Effective August 7, Bangladeshi garments entering the US will now face an effective duty of 36.5%, combining a new 20% reciprocal tariff with the existing 16.5% duty. But the real crisis lies elsewhere:
US retailers are shifting the entire cost burden onto Bangladeshi suppliers.
Exporters are being forced to lower prices and absorb up to a quarter of the new tariff.
Profit margins are collapsing, in some cases to below 3%.
“We have little to say. Most of us are forced to accept buyers’ demands. We’re up against the wall,”
— AK Azad, Chairman, Ha-Meem Group
This marks the second time in less than six months that Bangladeshi suppliers are being squeezed in silence. When the 10% baseline tariff was introduced in April, retailers successfully offloaded part of the cost onto exporters. Now, that 10% has simply been replaced by a 20% levy—and the exploitation continues.
“Buyers are requesting me to absorb 5 percentage points of the additional tariff,”

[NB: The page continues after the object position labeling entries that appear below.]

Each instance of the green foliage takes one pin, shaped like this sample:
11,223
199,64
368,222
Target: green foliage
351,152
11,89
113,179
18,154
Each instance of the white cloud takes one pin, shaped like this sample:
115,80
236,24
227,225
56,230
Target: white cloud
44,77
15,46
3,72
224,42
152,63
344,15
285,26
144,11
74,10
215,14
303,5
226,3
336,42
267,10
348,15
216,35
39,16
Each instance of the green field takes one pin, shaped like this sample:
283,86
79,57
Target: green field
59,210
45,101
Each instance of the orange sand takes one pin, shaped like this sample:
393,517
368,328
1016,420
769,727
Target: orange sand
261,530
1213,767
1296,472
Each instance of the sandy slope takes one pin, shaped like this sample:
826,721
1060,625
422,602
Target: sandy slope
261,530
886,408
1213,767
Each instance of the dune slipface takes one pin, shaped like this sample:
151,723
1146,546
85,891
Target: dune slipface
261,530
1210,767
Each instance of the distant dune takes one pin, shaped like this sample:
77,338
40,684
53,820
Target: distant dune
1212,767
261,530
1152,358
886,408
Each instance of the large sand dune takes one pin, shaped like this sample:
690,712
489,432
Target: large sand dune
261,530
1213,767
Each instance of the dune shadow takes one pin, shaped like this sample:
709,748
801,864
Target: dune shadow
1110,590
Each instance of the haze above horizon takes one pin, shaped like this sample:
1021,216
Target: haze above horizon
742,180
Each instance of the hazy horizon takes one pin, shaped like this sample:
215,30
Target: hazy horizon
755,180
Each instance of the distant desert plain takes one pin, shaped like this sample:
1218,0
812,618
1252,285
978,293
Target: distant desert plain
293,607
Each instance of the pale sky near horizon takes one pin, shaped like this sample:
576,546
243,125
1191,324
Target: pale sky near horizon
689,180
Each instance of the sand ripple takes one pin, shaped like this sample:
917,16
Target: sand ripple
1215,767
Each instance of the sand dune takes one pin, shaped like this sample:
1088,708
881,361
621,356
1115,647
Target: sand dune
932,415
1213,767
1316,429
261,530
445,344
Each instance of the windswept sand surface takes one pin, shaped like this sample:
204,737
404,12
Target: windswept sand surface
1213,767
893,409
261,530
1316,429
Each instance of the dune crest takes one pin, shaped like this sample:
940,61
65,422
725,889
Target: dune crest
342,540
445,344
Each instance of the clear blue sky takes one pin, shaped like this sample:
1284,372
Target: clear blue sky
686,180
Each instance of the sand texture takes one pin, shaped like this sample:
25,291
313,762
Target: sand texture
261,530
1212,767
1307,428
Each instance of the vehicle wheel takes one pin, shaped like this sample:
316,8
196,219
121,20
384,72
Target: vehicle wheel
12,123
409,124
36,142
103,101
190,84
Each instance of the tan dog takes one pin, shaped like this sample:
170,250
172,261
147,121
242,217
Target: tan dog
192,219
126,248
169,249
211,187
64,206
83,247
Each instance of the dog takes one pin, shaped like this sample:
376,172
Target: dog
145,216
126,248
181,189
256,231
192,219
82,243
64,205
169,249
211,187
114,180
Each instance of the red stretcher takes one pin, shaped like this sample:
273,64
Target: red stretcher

— Sharif Zahir, MD, Ananta Group
This is not negotiation. It’s coercion, with American buyers using their market power to force cost absorption. No support is coming from the Bangladeshi government or trade associations. BGMEA has received no formal complaint, likely because these deals are being done behind closed doors.
In practice, this means:
No pricing power for suppliers
No protection against losses
No clear exit from this squeeze
Even large-scale, high-end factories are not spared. Elite Garments, for instance, is still absorbing earlier tariffs. Now, a $10 woven shirt that used to retail for $65 is being marked up to $70 in the US. But exporters see none of that margin.
The sector is entering a period of systemic vulnerability, with uncertain futures for:
Profitability
Worker retention
Investment confidence
Export growth
There is no relief in sight. Even temporary support measures, such as tariff-sharing “until February 2026,” do nothing to address the root crisis: Bangladesh’s total dependence on price-sensitive, low-margin US buyers.
Key Investor Risks:
Earnings erosion: Exporters’ margins dangerously low, with no short-term recovery in sight
Buyer dominance: Zero leverage in pricing negotiations
Unstable export outlook: Tariff uncertainty may hit future planning and working capital
Silent crisis: No coordinated industry or government response so far
Bottom Line for Investors:
The Bangladesh RMG sector is in a fragile state. The US tariff shock has exposed the industry's dangerous overdependence on American buyers and its inability to protect margins. Without external support or structural change, the sector may face mass-scale financial distress.